When it comes to divorce, many cringe at the thought of the legal fees associated with the process. Virtually everyone in Massachusetts has friends or family that has gone through the process and can attest that ending a marriage is not cheap. However, as with many financial decisions, the decision to attempt to save money at the outset could actually end up costing more in the end. This is especially true in instances in which child custody is an issue.
One way that problems can occur is in situations in which one's spouse has or makes considerably more money. Not only does this mean that he or she can afford to hire a good divorce attorney, it also means that the child custody and property division portions of the divorce process will be more complicated. In order to make a full assessment of all assets and debt, and to determine the proper manner to divide those holdings, experience and knowledge of state law is essential. In the same vein, child custody issues require knowledge of state law and local rules and procedures.
Another reason to consider hiring legal counsel to handle one's divorce is in cases in which a spouse is likely to become unreasonable, controlling or abusive during the divorce process. Dealing with the end of a marriage is stressful enough without having to manage the other party's emotional outbursts or manipulative behaviors. An attorney can act as a buffer between spouses, which can make the process move more swiftly.

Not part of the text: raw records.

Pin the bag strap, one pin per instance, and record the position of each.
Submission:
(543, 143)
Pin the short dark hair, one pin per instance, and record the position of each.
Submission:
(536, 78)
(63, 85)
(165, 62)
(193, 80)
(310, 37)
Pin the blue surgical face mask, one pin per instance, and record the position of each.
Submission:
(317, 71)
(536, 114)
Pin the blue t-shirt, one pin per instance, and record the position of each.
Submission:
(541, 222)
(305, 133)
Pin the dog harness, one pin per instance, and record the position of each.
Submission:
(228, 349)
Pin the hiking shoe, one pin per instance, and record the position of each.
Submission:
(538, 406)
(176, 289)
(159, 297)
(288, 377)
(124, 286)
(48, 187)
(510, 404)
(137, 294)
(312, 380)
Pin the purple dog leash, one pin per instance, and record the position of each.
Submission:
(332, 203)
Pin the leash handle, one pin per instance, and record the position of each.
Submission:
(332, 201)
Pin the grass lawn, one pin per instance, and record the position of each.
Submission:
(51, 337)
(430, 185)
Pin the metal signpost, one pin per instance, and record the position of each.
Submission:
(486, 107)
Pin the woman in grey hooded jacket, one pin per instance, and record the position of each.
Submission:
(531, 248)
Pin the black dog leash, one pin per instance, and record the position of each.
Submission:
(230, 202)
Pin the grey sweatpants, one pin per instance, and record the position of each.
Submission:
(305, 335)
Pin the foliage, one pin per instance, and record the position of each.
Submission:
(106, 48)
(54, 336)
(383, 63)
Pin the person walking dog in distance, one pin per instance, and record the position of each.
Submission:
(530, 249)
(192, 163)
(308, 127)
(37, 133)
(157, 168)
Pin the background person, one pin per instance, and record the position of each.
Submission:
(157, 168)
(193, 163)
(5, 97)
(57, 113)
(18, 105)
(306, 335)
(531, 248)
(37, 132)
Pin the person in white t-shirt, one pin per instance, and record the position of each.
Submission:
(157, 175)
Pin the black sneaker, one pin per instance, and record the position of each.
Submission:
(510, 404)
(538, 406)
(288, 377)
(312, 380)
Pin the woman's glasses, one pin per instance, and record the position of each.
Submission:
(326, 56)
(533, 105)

For Massachusetts spouses who are considering moving forward with a divorce filing, the best course of action is to determine all available options. It is possible to file on one's own behalf or to hire the least expensive legal counsel available. However, it is important to keep in mind that the decisions made during the course of a divorce will have ramifications that last for many years to come. In regard to child custody, the remainder of the childhood of any shared children will be affected.